Term delivery in quadruplet pregnancies is rare because of spontaneous preterm delivery8 and elective preterm delivery on account of complications like pregnancy induced hypertension and intrauterine growth retardation. 5 The patient presented surprisingly reached term without any instance of premature contractions. The good neonatal outcome obtained may possibly be related to the maturity of the fetuses and their relatively good birth weights. There was no occurrence of the often reported fetal complications like respiratory distress syndrome, bronchopulmonary dysplasia and intraventricular haemorrhage. The average birth weight of 2.33kg is far higher than the 1.615kg that was previously reported. 8

In conclusion, quadruplet pregnancies need not always end in premature delivery as demonstrated in this case.
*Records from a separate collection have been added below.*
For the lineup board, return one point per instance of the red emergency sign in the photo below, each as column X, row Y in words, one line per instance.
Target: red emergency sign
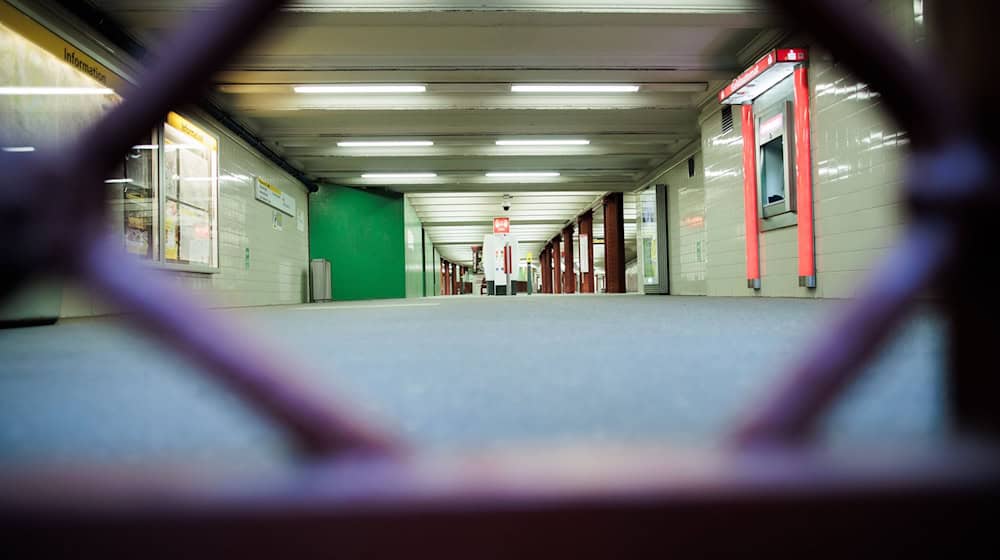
column 501, row 225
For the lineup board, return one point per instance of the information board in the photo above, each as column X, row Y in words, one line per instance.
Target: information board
column 273, row 197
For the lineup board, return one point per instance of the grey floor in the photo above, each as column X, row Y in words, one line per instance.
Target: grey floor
column 459, row 372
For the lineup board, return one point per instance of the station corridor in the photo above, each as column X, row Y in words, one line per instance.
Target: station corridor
column 498, row 279
column 434, row 371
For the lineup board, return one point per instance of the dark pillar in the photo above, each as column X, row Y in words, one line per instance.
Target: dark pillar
column 556, row 266
column 586, row 229
column 569, row 277
column 546, row 261
column 614, row 243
Pregnancy can be carried to term with bed rest, fetomaternal monitoring, early detection and management of antenatal complications and judicious elective delivery.

REFERENCES 

  1. Fisk NM. Higher order multiples. In: Keith Edmonds (ed). Dewhursts textbook of obstetetrics and gyneacology for post graduates. Blackwell, Edinburgh.1999; 306.
  2. Spellacy WN. Multiple pregnancies (quadruplets or more). In: Scott JR (ed). Danforths obstetrics and gynaecology. Lippincott Williams & Wilkins, Baltimore. 2000; 293-300.
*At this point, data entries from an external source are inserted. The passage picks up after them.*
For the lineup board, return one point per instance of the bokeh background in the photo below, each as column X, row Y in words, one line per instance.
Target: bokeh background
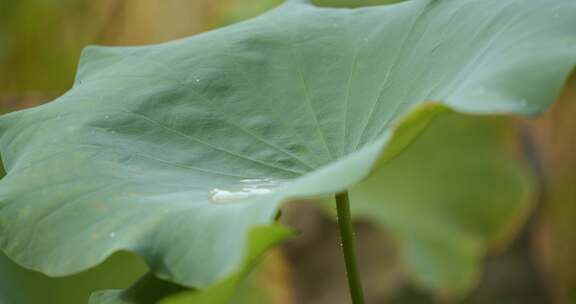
column 40, row 43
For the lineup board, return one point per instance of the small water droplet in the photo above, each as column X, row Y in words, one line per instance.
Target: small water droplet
column 245, row 188
column 557, row 14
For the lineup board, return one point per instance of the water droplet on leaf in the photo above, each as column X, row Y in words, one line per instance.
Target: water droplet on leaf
column 244, row 189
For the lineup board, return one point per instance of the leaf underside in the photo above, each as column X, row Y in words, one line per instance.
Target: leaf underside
column 308, row 97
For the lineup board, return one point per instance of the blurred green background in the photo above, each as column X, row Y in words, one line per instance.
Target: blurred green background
column 40, row 43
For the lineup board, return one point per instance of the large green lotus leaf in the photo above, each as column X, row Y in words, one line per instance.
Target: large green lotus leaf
column 449, row 197
column 22, row 286
column 172, row 150
column 151, row 290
  3. Pernoll ML, Benson RC. Multiple pregnancy. In: Decheney AH (ed). Current obstetrics and gynaecologic diagnosis and treatment. Appleton and Lange, Connecticut. 1994; 357-367.
  4. Pons JC, Frydman R.  Quadruplet pregnancies; management and obstetric and paediatric outcome. J Gynecol Obstet Biol Reprod (Paris) 1992; 21:557 –562.
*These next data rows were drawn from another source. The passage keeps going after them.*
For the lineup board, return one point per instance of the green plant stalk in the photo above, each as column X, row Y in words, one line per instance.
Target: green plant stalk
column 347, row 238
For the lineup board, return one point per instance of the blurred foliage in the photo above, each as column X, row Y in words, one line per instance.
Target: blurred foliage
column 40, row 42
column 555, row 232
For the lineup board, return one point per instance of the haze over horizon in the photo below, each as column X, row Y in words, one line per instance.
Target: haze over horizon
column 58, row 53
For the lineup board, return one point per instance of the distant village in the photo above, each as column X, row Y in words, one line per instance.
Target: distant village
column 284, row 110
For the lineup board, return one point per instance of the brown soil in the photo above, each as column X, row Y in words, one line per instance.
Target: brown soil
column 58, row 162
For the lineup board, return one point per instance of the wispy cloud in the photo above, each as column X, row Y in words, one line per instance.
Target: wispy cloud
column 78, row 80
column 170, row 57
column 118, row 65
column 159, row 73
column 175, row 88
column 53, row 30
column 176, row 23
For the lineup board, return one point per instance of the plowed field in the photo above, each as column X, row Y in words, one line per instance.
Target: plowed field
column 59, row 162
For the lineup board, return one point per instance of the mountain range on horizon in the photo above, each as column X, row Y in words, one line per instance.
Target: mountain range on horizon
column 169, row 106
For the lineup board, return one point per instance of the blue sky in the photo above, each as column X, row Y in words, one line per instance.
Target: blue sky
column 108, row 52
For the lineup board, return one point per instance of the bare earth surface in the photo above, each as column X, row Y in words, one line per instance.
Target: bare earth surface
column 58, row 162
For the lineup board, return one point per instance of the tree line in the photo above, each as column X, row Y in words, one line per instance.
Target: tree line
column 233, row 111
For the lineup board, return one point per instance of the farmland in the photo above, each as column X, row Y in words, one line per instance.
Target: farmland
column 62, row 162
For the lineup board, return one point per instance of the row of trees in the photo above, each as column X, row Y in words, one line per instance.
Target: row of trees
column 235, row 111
  5. Collins MS, Bleyl JA. Seventy –one quadruplet pregnancies: management and outcome. Am J Obstet Gyneacol 1990; 162: 1384-1391.
  6. Angel JL, Kalter CS, Morales WJ, Resmussan C, Caron L. Aggressive perinatal care for high- order multiple gestations: does good perinatal outcome justify aggressive assisted reproductive technique? Am J Obstet Gynecol 1991; 181: 253-259.
  7. Marinho AO, Ilesanmi AO, Ladele AO, Asuni OH, Omigbodun AO, Oyejide CO. A fall in the rate of multiple births in Ibadan and Igbo-Ora Nigeria. Acta Genet Med Gemellol 1986; 35: 201-204.
  8. Pons JC, Nekhlyudorl, Dephot N, Hemoal S, Papiernk E. Management and outcome of 65 quadruplet pregnancies: sixteen years experience in France. Acta Genet Med Gemello (Roma) 1996; 43: 367-373.
  9. Haraway SD, Schipul AH; Thomas JS, Rayburn WF. Successful urgent cerclage in a quadruplet gestation. J Okla State Med Assoc 1996; 89: 211 – 213.
  10. Hull MGR. Ovulation failure and induction. Clin Obstet Gynecol 8; 753.
  11. Janice L, Andreyko. Investigation of the infertile couple. In: Brown JS (ed). Handbook of gynaecology and obstetrics. Appleton and Lange, Connecticut. 1993; 241.
  12. Nkyekyer K. Multiple pregnancy. In: KwawukumeEY, Emuveyan EE (eds). Comprehensive obstetrics in the tropics. Asante and Hittscher, Accra. 2002; 162-172.
  13. Neilson JP.  Multiple pregnancy. In:  Whitfield CR (ed). Dewhurst’s textbook of obstetrics and gynaecology for postgraduates. Blackwell, Edinburgh. 1995; N439-451.